Пахло карболкой. А может, то была хлорка, я не особо разбирался в запахах временной жизни. Просто, когда в силу простой необходимости требовалось посетить пространство нужника, первым делом я обычно приворачивал клапан в носу, чтобы с наименьшими потерями одолеть эту устойчиво возникавшую преграду. В доме у дедушки, на Нижней Красносельской, пахло индийским чаем и маслом пачули. Дом наш почему-то всегда и всеми считался дедовым – не моим и не Анны Альбертовны, – его и больше ничьим. Так уж завелось, да никто из нас и не был против, хорошо понимая, что Моисей Наумович Дворкин – персона, личность, человек, гранд. И потому благоухание в квартире против Елоховки неизменно было мужским, отдавая горьковато-дымным, чуть пряным, немного мускусным, но и терпким, смолистым, тёплым, земляным. Как вымя у горной ламы. Так он шутил, мой дед, пребывая в добром настроении. Только откуда доставал он это неземное масло с нотой тихой доброй печали, зародившейся в каких-то иных, нездешних пределах, тоже никто из нас не знал – не раввин же, право дело, с улицы Архипова снабжал его. Говорили, кто-то приносил ему, из его бывших, кажется, студенток – но об этом мы тоже лишь догадывались. Кстати, лысину он стал перекрывать, отрастив себе длиннющие седые пряди, одновременно с появлением в доме устойчивого запаха пачули. Допускаю, что неспроста.

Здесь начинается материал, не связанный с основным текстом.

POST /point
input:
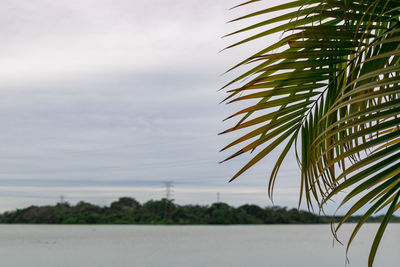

Дед неизменно присылал чай, отдельно от им же изготовленных сладостей, чтобы не получалось вповалку. Считал, душевный чай из чистого листа, не сдобренный никакой посторонней присадкой, подключает человека к небу. Два подключения – от чёрного и от зелёного. И потому чайная бандеролька помимо письма состояла, как правило, из двух холщовых мешочков – чёрный, для зимы, и зелёный, для лета; оба – с крупной выделкой чаинок, чтобы не получилось издевательства над благородным чайным кустом. Первый чайный привет от дедушки пришёл ещё до присяги. Я тогда сразу решил – половину заныкаю, другую – передам в воинское братство, на откуп и для установления первого контакта. Успел отсыпать оттуда и отсюда. И схоронил. Остаток вручить не успел – чаеразвеску обнаружили раньше, чем удалось красиво поступить самому. Тогдашний старослужащий, уже «дедок», недавно вступивший в закон, подобную возможность упустить никак не мог. Спросил меня:
– Вижу, жируешь, москвач?
Я, помню, растерянно развёл руками, пытаясь объяснить суть доброго намерения. Не дали. «Дедушка» сыпанул на кровать из обоих мешочков, энергично перемешал чаи пальцами и, сгребя получившуюся смесь в горку, поинтересовался:
– Про Золушку слыхал, артист?
Я кивнул, уже догадываясь о том, что последует дальше.
– Ну вот, – удовлетворённо согласился старший по жизни, – разберёшь за ночь и угостишь бойцов, лады? Чтоб и того пóпить, и другого заварить. По отдельности. Поня́л?